Global Human Resources Cadre
Presently our university education system in India is contributing 3 million graduates and post graduates every year and school system is contributing around 7 million per year. In the 21st century, India needs large number of talented youth with higher education for the task of knowledge acquisition, knowledge imparting, knowledge creation and knowledge sharing. At present India has five hundred and forty million youth under the age of 25. This will continuously be growing till the year 2050. Keeping this resource in mind, the Universities and educational systems should create two cadres of personnel: (1) a global cadre of skilled youth with specific knowledge of special skills (2) another global cadre of youth with higher education. These two cadres will be required not only for powering the manufacturing and services sector of India but also will be needed for fulfilling the human resource requirements of various countries in specialized areas in science, technology, humanities and management.
Thus, the education system will have to work towards increasing the through put of the higher education system from the existing 11% to 15% by the year 2015, 20% by the year 2020 and 30% by the year 2030. No Indian youth should be without either a world class higher education or without world class skill sets. This is an important mission in which all universities, academic specialists, colleges, vocational training institutions have to work together. The system of education must be able to maintain the required output quality.
Any scientific task, any path breaking scientific mission as you would have heard from the great scientific minds today accompanies challenging the problems and succeeding.
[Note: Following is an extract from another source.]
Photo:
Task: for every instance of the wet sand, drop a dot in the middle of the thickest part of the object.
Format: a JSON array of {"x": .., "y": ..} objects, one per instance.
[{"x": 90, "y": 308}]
The challenges in S & T will be increasing and would require the best minds to work. There are many leaders in S & T who are our achievers today and I wish that the youth derive encouragement and get stimulated from these achievers and become the ACHIEVERS OF TOMORROW. Besides everything, to succeed in S & T, you need to have dream and have courage to realize it. I have an oath for youth on courage.
COURAGE Courage to think different, Courage to invent, Courage to discover the impossible, Courage to travel into an unexplored path, Courage to share the knowledge Courage to remove the pain Courage to reach the unreached Courage to combat the problems And Succeed, Are the unique qualities of the youth. As a youth of my nation, I will work and work with courage to achieve success in all my scientific missions.
My best wishes to all of you for success in your mission of generating quality ICT professionals who will make an important mark in the development of the country.